“People are just as wonderful as sunsets if you let them be. When I look at a sunset, I don't find myself saying, "Soften the orange a bit on the right hand corner." I don't try to control a sunset. I watch with awe as it unfolds.” (Carl Rogers)

Tuesday, 23 June 2015

Freedom to Learn Section III: For the Teacher (part four) – Developing person-centred teachers

This chapter presents a case study of a teacher-education programme at St. Lawrence University in New York. Rogers begins by outlining the dire state of an education system - including teacher-education courses - which is boring and a waste of time. St. Lawrence, however, is a person-centred institution which helps teachers become human beings in the teaching situation. 

The case study covers the roots, setting and programme, as well as problems encountered and an evaluation solution. It also offers students' own responses to the programme, which report significant learning, growth in self-esteem, insight, confidence, and as a person. The overall tenor can be illustrated by two paragraphs from a talk Rogers gave before he completed a visit to St. Lawrence, here talking of the course: 
It seems to me to be a total, unified, coherent experiment in teacher training. It is aimed toward trusting students, toward respecting them as persons and as learners. It is operating not only at an intellectual level, but as a way of being which is experienced by all those in the program. I find the morale of faculty, students, and former students exceedingly good. 
But is it working? If you could have been in a meeting which I attended which included many former graduates, there could be no doubt in your mind. Confidence in themselves as professional persons, the ability to facilitate learning, the capacity for living as human beings in relationship with their students was evident in almost every statement that was made. As one of them said, "It works!" I could not help but agree. 
The focus of the chapter then returns to the inadequacies of the current educational system, as a St Lawrence graduate reports her experience of teaching in schools, which Rogers describes as both heartening and depressing. Essentially, the new teacher found that if she was herself in the classroom, her students enjoyed both her and their learning, but colleagues and administrators did not take kindly to this and ostracised and sidelined her. She began to doubt herself as a person-centred teacher until she fortunately found a programme where she could be herself again - and once more to great success.

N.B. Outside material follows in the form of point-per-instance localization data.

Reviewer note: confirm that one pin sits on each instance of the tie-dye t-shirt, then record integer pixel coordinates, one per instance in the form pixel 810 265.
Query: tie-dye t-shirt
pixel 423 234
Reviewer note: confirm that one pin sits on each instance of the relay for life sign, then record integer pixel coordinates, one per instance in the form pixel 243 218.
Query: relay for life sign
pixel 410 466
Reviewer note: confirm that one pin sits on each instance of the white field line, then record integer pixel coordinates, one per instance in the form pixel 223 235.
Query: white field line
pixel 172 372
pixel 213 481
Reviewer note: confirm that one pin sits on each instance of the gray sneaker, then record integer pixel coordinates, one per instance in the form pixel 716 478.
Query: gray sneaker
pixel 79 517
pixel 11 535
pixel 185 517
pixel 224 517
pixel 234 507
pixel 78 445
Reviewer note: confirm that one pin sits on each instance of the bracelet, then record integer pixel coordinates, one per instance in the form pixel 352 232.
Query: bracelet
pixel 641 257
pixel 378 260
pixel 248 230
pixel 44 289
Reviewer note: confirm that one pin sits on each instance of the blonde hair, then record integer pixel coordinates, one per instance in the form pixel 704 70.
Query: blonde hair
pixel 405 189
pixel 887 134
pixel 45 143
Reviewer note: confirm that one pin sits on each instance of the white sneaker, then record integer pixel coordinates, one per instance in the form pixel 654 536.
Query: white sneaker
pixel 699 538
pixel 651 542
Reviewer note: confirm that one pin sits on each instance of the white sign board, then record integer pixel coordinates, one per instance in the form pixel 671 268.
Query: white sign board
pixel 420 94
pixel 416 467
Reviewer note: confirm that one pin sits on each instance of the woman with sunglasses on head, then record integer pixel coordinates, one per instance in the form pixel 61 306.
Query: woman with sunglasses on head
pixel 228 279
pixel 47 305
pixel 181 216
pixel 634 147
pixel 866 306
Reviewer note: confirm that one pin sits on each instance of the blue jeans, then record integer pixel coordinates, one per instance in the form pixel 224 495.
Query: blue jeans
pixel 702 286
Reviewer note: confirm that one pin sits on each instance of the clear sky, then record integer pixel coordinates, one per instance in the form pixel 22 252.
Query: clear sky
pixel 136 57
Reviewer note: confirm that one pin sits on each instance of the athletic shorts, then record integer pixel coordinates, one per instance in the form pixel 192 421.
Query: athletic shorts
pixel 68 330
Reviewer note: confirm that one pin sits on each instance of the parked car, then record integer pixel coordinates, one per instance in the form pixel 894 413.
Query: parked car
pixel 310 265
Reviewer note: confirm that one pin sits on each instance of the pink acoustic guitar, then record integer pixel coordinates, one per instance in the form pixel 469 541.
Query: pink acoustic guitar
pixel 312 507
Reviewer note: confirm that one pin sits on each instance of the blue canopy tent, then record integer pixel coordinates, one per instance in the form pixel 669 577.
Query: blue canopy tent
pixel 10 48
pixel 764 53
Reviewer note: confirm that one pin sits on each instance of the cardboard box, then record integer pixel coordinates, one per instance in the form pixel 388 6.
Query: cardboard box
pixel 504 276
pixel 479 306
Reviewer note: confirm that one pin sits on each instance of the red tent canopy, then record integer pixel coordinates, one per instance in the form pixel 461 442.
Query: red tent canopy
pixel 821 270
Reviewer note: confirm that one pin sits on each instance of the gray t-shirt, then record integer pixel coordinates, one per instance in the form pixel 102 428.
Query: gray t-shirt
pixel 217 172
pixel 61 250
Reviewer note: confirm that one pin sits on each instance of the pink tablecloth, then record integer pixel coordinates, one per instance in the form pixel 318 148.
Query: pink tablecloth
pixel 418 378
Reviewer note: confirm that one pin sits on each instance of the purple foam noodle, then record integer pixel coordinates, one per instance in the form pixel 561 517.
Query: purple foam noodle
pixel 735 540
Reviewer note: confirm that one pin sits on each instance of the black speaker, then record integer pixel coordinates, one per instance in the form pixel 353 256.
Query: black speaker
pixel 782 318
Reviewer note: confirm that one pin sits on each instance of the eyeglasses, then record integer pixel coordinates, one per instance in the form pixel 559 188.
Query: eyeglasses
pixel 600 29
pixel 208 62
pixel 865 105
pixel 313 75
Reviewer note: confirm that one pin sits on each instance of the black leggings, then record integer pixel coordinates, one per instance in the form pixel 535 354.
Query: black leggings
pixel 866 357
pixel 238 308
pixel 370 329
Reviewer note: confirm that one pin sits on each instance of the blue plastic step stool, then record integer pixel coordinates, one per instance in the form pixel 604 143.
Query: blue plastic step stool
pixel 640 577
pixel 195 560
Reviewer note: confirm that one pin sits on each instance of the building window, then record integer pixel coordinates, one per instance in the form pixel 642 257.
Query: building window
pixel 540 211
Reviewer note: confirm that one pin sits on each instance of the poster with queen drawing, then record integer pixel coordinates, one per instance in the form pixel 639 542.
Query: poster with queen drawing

Her initial thoughts during her experience was that the St. Lawrence's Student Teaching Program was just too idealistic; however, she modified this with the realisation that "there are a lot of people afraid to be themselves".  Rogers comments on the revolutionary character of a person-centred approach, due to an educational system which feels threatened if learning is enjoyable and teachers don't feel the need to be superior to their students. The beginner teacher here did not openly challenge those baleful convictions - "she was simply a living contradiction of them".